Crimson and Clover by Carly Berg
March 28, 2013 Comments Off on Crimson and Clover by Carly Berg
Baby hair stuck up through the mulch, feathery blond tufts. Dammit, Millie thought as she tossed her rose clippers down and then yanked it out of the ground like a turnip. It remained still and gray even after the mud was scooped from its mouth. But when she snipped the roots, freeing the carcass for the trash can, it howled like a storm.
In the kitchen, the greedy thing drank half a bottle of liquid houseplant food from a dropper.
She laid him in an inch of water in the sink to keep him moist. He kicked his twiggy legs.
“Bring me a big flowerpot, would you?” she called to Jack, since by then she was thawing ground beef in a pan on the stove.
“Christ on a cracker, Millie. Not another one.”
“What do you want me to do about it?” she said. She’d told him that the house was built on the old Woodstock field, but he just had to have it anyway.
“Dirty hippies,” he replied as if he had read her mind.
“You got that right.

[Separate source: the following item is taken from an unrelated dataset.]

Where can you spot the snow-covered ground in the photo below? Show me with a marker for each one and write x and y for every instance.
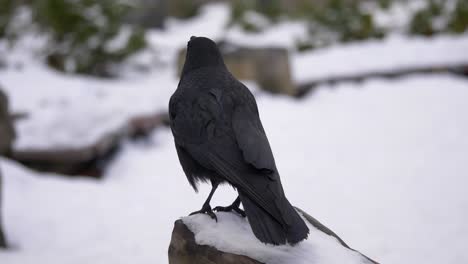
(383, 164)
(233, 234)
(393, 53)
(75, 111)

See if there’s any more potting soil out there too, would ya?”
Jack potted up the new dirt baby while Millie fixed Hamburger Helper.
Late at night sometimes, they’d sneak a few babies onto the neighbors’ porches, and some mornings, they’d awake to find a few of the neighbors’ babies on theirs.
The little ones need their soil changed often and need to be fed by hand. The older ones hop around the garden, nibbling the plants down to nubs. They howl when they’re hungry, and they’re always hungry. They give no love. It’s all me, me, me.
© 2012 Carly Berg
Carly Berg’s stories appear in PANK, Word Riot, Bartleby Snopes and elsewhere. She was playing the song “Crimson and Clover” and wondering what the heck it meant and this is what she came up with.